How to access the non-EPC part of memory directly from inside the enclave. Let us assume that there is a global variable that is defined in the application. Now, from inside the enclave which has been created by the application this variable needs to be accessed. Since this variable is not sensitive, I want to access it directly without paying the OCALL overhead. Is this possible? how?
I appreciate your help.
- General Support
Remember that enclaves do not trust host software or the applications that call it.

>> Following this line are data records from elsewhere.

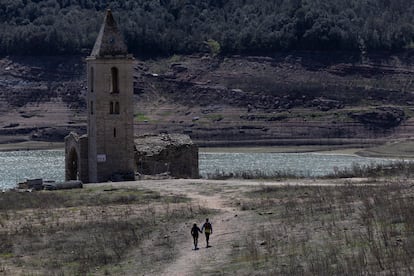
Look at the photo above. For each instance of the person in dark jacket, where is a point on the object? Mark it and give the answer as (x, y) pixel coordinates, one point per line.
(194, 232)
(208, 229)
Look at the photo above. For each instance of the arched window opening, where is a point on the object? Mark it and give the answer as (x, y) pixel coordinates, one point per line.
(116, 107)
(114, 80)
(111, 108)
(72, 165)
(91, 79)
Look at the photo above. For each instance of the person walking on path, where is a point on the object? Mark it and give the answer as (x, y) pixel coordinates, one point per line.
(208, 229)
(194, 232)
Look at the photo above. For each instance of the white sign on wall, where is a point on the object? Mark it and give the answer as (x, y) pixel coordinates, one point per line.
(101, 158)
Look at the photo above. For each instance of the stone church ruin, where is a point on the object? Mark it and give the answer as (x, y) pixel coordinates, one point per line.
(107, 152)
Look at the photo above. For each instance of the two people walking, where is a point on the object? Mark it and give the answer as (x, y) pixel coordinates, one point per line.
(208, 230)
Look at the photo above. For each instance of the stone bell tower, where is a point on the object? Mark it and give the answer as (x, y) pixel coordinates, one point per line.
(110, 106)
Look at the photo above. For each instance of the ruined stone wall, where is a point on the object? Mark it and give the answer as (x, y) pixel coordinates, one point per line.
(175, 154)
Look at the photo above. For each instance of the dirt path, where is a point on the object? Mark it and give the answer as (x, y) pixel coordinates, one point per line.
(189, 261)
(229, 223)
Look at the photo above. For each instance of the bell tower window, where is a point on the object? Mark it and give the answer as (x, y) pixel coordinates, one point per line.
(91, 79)
(114, 80)
(116, 107)
(111, 108)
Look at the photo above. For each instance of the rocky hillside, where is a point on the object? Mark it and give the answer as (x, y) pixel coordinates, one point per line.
(292, 98)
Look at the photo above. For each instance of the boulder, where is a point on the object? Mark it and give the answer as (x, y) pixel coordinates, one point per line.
(175, 154)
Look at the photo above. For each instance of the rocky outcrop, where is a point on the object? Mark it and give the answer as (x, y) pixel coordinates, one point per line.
(381, 117)
(174, 154)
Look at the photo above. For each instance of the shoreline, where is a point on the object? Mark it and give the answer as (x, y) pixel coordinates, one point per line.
(398, 149)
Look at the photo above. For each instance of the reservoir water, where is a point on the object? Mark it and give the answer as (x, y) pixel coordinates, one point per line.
(17, 166)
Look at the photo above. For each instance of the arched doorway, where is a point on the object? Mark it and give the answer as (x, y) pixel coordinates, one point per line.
(73, 165)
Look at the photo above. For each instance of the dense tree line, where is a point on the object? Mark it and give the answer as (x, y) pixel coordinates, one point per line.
(161, 27)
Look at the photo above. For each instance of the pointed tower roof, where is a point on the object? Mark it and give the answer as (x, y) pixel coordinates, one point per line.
(109, 42)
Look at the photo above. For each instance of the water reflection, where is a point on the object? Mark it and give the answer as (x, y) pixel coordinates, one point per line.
(17, 166)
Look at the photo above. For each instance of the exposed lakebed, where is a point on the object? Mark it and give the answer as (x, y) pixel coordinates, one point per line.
(17, 166)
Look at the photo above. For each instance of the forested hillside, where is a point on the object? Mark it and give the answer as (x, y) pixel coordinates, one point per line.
(162, 27)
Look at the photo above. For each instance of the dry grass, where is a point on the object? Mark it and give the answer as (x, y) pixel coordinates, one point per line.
(92, 230)
(341, 230)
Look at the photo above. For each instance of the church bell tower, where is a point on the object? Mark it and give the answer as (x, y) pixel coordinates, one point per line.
(110, 106)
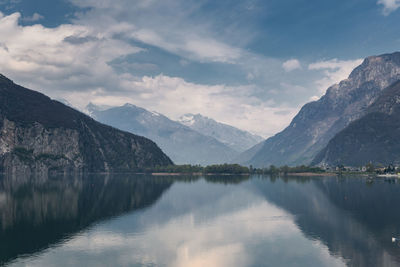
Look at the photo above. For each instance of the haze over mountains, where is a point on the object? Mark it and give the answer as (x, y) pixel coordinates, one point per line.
(355, 122)
(236, 139)
(184, 144)
(319, 121)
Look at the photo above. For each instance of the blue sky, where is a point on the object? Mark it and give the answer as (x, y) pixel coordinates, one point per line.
(249, 63)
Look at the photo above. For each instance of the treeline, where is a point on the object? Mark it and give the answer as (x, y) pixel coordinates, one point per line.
(235, 169)
(273, 170)
(217, 169)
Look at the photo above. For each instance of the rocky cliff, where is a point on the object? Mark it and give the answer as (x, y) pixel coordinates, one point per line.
(372, 138)
(40, 134)
(319, 121)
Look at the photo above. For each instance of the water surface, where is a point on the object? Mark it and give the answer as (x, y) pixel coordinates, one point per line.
(128, 220)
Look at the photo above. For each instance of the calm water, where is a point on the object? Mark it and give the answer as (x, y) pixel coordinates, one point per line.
(126, 220)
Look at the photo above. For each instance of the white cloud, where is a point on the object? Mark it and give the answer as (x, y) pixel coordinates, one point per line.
(389, 6)
(70, 62)
(172, 27)
(334, 70)
(174, 96)
(33, 18)
(291, 65)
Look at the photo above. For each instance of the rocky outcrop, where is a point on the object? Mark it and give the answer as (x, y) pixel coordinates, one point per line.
(318, 122)
(372, 138)
(38, 134)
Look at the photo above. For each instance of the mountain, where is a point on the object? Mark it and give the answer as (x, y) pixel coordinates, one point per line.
(319, 121)
(372, 138)
(37, 133)
(181, 143)
(236, 139)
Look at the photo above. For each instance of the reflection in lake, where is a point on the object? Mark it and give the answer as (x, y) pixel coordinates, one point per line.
(126, 220)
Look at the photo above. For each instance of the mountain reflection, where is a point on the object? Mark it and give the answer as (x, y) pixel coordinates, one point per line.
(354, 219)
(36, 212)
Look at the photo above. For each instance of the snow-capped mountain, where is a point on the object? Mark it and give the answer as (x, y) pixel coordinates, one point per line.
(235, 138)
(182, 144)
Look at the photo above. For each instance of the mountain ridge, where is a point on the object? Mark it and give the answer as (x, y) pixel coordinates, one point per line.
(317, 122)
(182, 144)
(372, 138)
(37, 133)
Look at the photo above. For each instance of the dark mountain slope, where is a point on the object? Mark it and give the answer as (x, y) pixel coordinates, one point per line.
(39, 133)
(319, 121)
(372, 138)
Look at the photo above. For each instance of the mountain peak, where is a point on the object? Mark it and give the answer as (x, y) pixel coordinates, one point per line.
(237, 139)
(319, 121)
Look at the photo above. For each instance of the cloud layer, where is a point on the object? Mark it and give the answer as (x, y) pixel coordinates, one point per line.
(93, 59)
(389, 6)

The enclave has no knowledge of global variables in the host application. The host application can pass data to the enclave via the parameters in the ECALL.
Thanks for your comment. I appreciate your quick reply.
Then how we can distinguish between sensitive data and non-sensitive data that we want to pass to the enclave. For example, if I have an Ecall like
f([in,out, count=len]*buffer, int len), the buffer will be copied into EPC and it would be considered as a sensitive data, integrity verification and confidentiality supported. How to pass this buffer to the enclave if I do not want to move it into EPC and I do not want to pay for any security primitives?
thanks for your help.
I think you have already found the user_check attribute, which is how to pass buffers without copying them into the EPC. However, if you do pass buffers to enclaves without performing any checks yourself you are putting your software at risk since that buffer can be changed by a malicious application without the enclave's knowledge. This is why enclaves do not trust host software.